Menag menegaskan bahwa penguatan ekosistem halal tidak boleh berhenti pada aspek formalitas sertifikasi, melainkan harus bertumpu pada substansi, visi, dan komitmen yang jelas.
“Yang paling penting memang substansinya, dibanding sertifikasinya,” tegas Menag di Jakarta, (3/3/2026).
Menurutnya, membangun ekosistem halal yang kokoh bukan perkara mudah. Dibutuhkan kajian mendalam serta proses uji yang komprehensif agar indikator yang disusun benar-benar mencerminkan komitmen dan kualitas pengembangan halal secara menyeluruh.
“Saya mendukung sepenuhnya dan kalau bisa secepatnya. Tidak gampang membuat begini. Itu memerlukan uji mendalam,” ujarnya.
Pihak Universitas Brawijaya memaparkan bahwa selama tiga tahun terakhir mereka mengembangkan indikator penilaian pengembangan ekosistem halal yang dinamakan UB Halal Metrik. Instrumen ini dirancang untuk mengukur tingkat komitmen dan kesiapan lembaga dalam membangun ekosistem halal, mencakup tiga klaster utama: perguruan tinggi negeri (PTN dan PTKN/PTKIN), industri, serta institusi publik.

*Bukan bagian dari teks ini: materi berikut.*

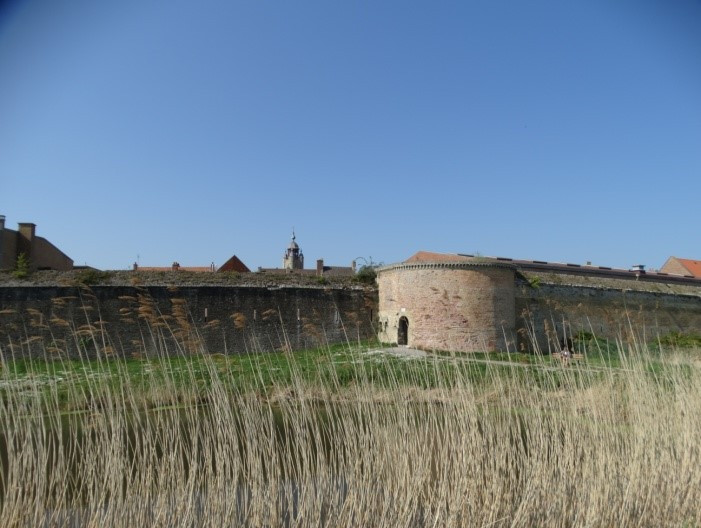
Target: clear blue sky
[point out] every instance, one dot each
(190, 131)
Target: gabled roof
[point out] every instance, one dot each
(234, 264)
(694, 266)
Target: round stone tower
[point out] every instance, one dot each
(463, 306)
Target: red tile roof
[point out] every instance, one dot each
(197, 269)
(694, 266)
(429, 256)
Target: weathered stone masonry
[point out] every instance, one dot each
(215, 319)
(464, 303)
(448, 306)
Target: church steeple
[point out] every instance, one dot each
(293, 258)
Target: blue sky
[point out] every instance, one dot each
(554, 130)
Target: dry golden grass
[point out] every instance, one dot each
(583, 447)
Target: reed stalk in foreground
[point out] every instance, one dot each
(366, 441)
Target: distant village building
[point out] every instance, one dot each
(233, 264)
(293, 262)
(41, 253)
(461, 302)
(677, 266)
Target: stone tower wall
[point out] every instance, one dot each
(448, 306)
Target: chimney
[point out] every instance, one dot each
(639, 270)
(2, 238)
(25, 239)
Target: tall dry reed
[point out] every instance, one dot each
(445, 442)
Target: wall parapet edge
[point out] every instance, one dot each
(445, 265)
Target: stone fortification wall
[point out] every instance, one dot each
(447, 306)
(552, 306)
(142, 320)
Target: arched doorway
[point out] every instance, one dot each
(403, 331)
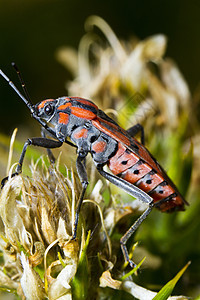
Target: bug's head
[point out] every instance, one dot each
(46, 109)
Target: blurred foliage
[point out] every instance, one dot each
(134, 82)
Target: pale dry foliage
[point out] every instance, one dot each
(37, 213)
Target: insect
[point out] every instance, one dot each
(90, 130)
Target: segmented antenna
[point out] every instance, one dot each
(26, 101)
(22, 82)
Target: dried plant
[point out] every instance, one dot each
(135, 83)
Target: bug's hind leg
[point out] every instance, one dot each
(136, 193)
(51, 157)
(133, 130)
(80, 166)
(40, 142)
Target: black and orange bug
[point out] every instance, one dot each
(90, 130)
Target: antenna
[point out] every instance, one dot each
(26, 101)
(22, 82)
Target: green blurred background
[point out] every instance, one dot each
(32, 31)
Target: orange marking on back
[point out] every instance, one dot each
(63, 118)
(175, 203)
(42, 104)
(156, 179)
(120, 137)
(81, 133)
(99, 147)
(115, 163)
(131, 177)
(82, 113)
(84, 101)
(167, 191)
(64, 106)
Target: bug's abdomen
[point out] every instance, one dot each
(133, 169)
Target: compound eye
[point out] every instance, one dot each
(49, 109)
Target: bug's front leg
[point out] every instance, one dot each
(80, 166)
(137, 193)
(40, 142)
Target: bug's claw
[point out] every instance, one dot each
(3, 181)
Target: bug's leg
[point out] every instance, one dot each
(49, 152)
(135, 129)
(40, 142)
(80, 166)
(135, 192)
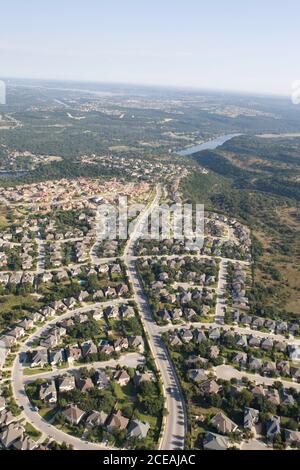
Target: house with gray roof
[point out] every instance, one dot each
(138, 429)
(214, 441)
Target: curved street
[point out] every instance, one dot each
(175, 422)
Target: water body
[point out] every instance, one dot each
(209, 145)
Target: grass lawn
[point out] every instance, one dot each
(41, 370)
(152, 420)
(124, 393)
(32, 432)
(47, 413)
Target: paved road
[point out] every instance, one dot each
(221, 291)
(175, 423)
(17, 381)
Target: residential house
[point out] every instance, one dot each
(96, 418)
(267, 344)
(251, 418)
(57, 357)
(138, 429)
(214, 441)
(117, 421)
(186, 335)
(292, 438)
(11, 434)
(210, 387)
(273, 427)
(122, 378)
(101, 379)
(73, 353)
(88, 349)
(223, 424)
(84, 384)
(197, 375)
(48, 392)
(73, 414)
(39, 358)
(66, 383)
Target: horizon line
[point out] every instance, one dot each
(153, 85)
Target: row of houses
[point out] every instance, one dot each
(279, 327)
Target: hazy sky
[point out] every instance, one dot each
(223, 44)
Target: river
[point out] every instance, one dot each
(209, 145)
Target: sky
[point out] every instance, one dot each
(232, 45)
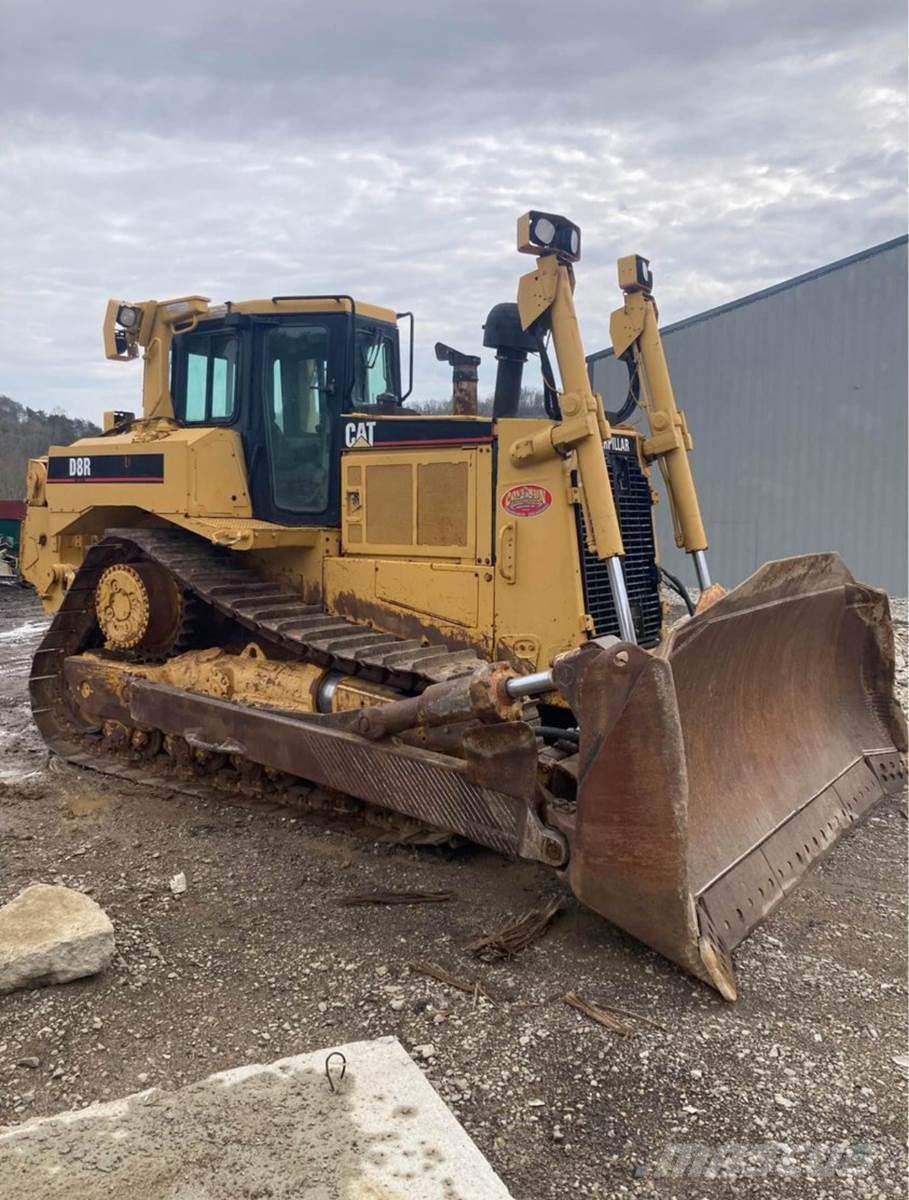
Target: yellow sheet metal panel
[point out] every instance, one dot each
(539, 592)
(198, 472)
(443, 592)
(410, 589)
(420, 503)
(390, 504)
(441, 503)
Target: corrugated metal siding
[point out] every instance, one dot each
(798, 406)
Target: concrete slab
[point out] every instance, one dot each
(270, 1132)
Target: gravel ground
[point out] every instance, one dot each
(793, 1091)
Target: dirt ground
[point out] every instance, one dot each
(793, 1091)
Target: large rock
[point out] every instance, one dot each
(52, 935)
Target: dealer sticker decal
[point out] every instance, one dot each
(527, 499)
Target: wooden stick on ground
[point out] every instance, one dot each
(363, 898)
(513, 936)
(601, 1015)
(471, 987)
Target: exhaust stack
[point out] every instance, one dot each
(463, 378)
(503, 333)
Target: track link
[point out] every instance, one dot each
(271, 615)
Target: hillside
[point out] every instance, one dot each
(25, 433)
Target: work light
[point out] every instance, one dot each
(127, 316)
(546, 233)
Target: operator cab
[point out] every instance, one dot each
(282, 372)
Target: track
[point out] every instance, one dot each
(217, 580)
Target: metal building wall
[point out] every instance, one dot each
(796, 400)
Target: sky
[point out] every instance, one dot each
(385, 149)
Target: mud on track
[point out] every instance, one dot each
(257, 961)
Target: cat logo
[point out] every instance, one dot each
(359, 433)
(619, 445)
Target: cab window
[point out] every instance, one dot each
(205, 390)
(374, 369)
(299, 426)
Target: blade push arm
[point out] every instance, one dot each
(546, 301)
(634, 329)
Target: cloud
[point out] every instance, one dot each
(385, 150)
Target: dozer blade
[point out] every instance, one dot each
(716, 769)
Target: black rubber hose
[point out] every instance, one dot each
(551, 395)
(553, 733)
(679, 588)
(631, 400)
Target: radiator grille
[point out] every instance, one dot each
(642, 575)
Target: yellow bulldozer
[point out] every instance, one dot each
(282, 580)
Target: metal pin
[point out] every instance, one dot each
(335, 1054)
(700, 567)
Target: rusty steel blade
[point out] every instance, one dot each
(716, 769)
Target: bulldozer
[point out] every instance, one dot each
(281, 580)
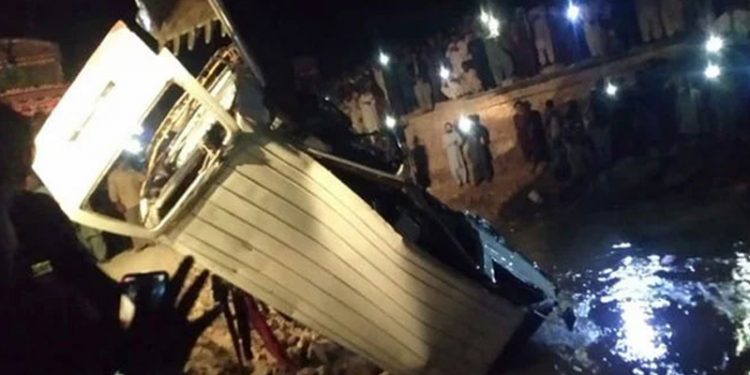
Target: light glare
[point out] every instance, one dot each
(390, 122)
(712, 71)
(611, 89)
(465, 124)
(714, 44)
(384, 59)
(445, 73)
(134, 146)
(574, 12)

Berbeda dari skema sertifikasi, UB Halal Metrik tidak memberikan sertifikat, melainkan asesmen dan apresiasi terhadap lembaga yang dinilai memiliki komitmen dalam pengembangan ekosistem halal. Penilaian mencakup ketersediaan pendidikan dan pelatihan halal, infrastruktur pendukung, riset dan pengembangan, hingga kebijakan yang mendukung ekosistem halal secara berkelanjutan.
Sebagai bagian dari penguatan program, Universitas Brawijaya berencana menyelenggarakan seminar dan awarding penghargaan mendatang untuk memberikan apresiasi kepada perguruan tinggi, industri, dan pemerintah daerah yang dinilai progresif dalam pengembangan ekosistem halal.
Menag menilai inisiatif tersebut sejalan dengan komitmen Kementerian Agama dalam memperkuat peran pendidikan tinggi keagamaan dan lembaga publik sebagai motor penggerak ekosistem halal nasional. Dukungan terhadap pendekatan berbasis substansi ini diharapkan mampu mendorong lahirnya standar kualitas yang tidak hanya simbolik, tetapi berdampak nyata bagi penguatan ekonomi dan layanan halal di Indonesia.